Keep in mind that those 3 character classes were justified because of the plot involving the UNN. In SS1 you didn’t work for any organization. You were just a freelance hacker. Depending on what the plot ends up being in SS3, having those 3 character classes may be totally inappropriate and I’d be surprised if they magically ended up working the same as they did in SS2.
SS2 dropped the plot with Tommy and Shobecca escaping in a shuttlecraft while the Von Braun was essentially salvaged and presumably the protagonist goes back to a normal life. That’s a pretty open-ended finish to the game and allows for just about anything to continue the story. Having ANOTHER protagonist working for the UNN and having to select a military branch would be pretty stale unless there was some really clever backstory to back it up. They may opt to keep the whole “class” system of character development but may have to disguise it as something other than marine/navy/osa so I would expect that rather than copying an already used archetype.
I hope they drop classes altogether.
But what if your character is left handed and likes to play an instrument in their spare time ?
Fuse the ball somewhere else and leave both hands free. Or let the player choose where to fuse the ball.
What I believe would be important is to have a better balance of weapons/ammunition.
In SS1, I struggled with a shortage of ammo in the first few levels, but finished the game with hundreds of grenades and rounds of ammo I never had to use.

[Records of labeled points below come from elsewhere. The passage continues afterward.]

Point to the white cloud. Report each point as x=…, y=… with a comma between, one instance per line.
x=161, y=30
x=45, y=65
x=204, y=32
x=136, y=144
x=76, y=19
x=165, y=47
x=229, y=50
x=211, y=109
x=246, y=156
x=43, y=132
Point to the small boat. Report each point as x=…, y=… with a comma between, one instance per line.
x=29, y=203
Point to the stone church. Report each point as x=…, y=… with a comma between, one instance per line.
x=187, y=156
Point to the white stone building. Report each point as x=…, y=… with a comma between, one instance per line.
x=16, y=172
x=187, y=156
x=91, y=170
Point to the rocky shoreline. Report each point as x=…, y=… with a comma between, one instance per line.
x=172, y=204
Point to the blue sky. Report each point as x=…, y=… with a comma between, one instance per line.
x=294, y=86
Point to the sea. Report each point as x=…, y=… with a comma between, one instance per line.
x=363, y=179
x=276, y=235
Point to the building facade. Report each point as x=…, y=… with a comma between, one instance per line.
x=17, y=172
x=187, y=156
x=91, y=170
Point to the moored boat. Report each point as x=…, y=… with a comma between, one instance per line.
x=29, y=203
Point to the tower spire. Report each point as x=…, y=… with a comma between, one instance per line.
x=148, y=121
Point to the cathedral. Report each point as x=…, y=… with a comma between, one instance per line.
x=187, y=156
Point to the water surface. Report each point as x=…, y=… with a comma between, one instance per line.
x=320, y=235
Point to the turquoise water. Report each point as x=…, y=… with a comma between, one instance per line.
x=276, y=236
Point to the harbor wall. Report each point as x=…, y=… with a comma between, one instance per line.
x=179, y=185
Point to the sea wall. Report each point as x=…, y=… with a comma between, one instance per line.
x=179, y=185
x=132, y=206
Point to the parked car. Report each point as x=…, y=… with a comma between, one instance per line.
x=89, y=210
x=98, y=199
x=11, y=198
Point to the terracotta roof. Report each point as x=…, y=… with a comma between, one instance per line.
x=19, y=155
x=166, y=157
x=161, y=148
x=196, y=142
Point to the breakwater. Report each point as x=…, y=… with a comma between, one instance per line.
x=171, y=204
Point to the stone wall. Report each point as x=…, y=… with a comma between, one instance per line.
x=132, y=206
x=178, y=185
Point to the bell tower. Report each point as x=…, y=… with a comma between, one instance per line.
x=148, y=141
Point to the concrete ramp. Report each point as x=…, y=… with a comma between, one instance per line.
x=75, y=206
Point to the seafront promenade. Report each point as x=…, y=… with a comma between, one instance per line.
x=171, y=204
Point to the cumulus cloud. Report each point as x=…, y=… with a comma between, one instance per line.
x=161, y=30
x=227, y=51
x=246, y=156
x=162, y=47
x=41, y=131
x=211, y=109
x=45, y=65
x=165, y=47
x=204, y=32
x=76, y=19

In SS2, the idea of weapon degradation was, in my view, neither realistic nor fun. Modern weapons shouldn’t break down after a couple of hundred shots (or even less). Overheat perhaps, but not go broke.

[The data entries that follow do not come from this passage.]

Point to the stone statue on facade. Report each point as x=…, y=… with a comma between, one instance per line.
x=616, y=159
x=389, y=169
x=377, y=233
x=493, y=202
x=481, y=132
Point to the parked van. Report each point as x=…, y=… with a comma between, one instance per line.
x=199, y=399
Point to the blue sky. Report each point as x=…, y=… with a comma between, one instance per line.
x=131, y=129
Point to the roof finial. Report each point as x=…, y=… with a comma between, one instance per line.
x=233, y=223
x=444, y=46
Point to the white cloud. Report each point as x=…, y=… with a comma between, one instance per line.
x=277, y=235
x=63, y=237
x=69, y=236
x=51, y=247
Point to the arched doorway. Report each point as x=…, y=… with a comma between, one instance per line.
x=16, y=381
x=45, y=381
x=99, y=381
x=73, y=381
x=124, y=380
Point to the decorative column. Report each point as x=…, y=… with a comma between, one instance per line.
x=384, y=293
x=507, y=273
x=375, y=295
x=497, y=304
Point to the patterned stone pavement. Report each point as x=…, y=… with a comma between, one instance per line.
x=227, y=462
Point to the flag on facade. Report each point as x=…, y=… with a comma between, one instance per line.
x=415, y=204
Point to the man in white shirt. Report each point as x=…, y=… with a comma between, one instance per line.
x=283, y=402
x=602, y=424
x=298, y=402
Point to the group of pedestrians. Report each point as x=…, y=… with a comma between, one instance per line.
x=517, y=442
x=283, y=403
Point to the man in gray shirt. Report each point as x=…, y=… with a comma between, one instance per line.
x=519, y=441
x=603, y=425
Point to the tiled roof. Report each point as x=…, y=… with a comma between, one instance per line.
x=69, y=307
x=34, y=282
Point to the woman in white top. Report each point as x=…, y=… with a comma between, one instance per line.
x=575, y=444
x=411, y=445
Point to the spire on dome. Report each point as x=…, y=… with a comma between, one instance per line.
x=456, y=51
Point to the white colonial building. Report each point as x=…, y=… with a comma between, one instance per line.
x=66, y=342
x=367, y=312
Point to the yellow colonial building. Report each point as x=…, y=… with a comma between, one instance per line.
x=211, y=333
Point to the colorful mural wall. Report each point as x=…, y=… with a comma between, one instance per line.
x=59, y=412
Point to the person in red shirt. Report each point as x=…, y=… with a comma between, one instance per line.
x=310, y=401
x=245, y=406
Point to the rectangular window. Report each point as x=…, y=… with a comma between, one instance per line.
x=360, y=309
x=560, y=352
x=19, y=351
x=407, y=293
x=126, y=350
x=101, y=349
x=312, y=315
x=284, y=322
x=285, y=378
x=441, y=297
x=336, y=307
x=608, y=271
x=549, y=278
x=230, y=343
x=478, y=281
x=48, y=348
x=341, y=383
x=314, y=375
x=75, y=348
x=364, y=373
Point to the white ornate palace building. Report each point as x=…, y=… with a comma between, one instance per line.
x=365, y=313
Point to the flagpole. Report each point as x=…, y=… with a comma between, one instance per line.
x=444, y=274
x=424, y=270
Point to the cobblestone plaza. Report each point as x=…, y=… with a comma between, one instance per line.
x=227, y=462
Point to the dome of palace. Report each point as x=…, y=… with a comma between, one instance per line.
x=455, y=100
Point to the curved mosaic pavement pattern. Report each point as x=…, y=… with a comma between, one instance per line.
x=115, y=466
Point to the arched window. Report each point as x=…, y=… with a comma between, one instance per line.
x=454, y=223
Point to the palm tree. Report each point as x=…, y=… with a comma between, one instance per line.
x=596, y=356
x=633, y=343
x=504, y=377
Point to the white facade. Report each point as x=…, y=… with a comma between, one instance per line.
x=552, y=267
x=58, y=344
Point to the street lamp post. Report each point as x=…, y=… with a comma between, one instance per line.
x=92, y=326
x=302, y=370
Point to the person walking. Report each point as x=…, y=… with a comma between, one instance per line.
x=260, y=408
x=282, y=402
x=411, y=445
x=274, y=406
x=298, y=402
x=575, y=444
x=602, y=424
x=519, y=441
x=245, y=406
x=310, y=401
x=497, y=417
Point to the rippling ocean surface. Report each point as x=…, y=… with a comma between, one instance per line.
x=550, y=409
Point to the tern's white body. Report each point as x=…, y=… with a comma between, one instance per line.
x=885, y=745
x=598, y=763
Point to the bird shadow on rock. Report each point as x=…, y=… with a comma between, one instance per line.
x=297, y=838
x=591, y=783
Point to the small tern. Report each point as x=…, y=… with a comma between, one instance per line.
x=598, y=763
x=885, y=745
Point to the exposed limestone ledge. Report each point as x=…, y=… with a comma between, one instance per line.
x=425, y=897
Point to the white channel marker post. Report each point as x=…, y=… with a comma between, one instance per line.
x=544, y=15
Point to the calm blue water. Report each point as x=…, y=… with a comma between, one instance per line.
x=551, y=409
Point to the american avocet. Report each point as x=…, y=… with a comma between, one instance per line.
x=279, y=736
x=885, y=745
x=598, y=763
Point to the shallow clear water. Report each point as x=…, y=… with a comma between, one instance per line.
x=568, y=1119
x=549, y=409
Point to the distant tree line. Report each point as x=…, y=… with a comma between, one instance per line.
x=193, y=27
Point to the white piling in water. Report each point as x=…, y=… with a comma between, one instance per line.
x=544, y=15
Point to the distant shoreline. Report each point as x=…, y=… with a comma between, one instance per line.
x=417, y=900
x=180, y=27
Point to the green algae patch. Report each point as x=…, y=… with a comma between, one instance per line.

I also believe there is much potential to make combat more interesting by having different types of weapons deal varying amounts of damage depending on the opponent.
In SS1, for instance you have the Mag Pulse/EMP grenade that is only effective against Robots and gas grenades/stun darts are only effective against mutants. But most other weapons appear to be equally effective irrespective of which enemy you face.
For example: A well-armoured Sec-2-bot should be immune to all bullet weapons (except perhaps assult rifle penetrator rounds), but vulnerable to beam weapons. Some mutants could be “armoured”, too, e.g. like some dinosaurs were, and therefore less vulnerable to bullets, but more vulnerable to gas or explosives etc.
Would be fun for the player to work out which weapon to use on which enemy, and it would also add possible plot elements (e.g., you need to modify/upgrade weapon x on level y to get past enemy z).
Classes aren’t exactly necessary, they were just a way to give you some defining attributes in the beginning of the game, but weren’t limitting of your character’s progression throughout it. The same could be done just by customization of attributes before beginning the game… Or you could just begin raw, evolving your skills from ground zero.
They could even create a “classic mode” where you have no character progression, just like the first game, for the more conservative players. It’s not a difficult mechanic to implement, but your character would be much more overpowered, so the game’s difficulty would need to be adequately altered for this mode in specific.
Be careful. While I favor this in moderation, it could easily turn into some find-the-weakness minigame.
You could do the same thing with locational damage, but as I said, too much of a good thing.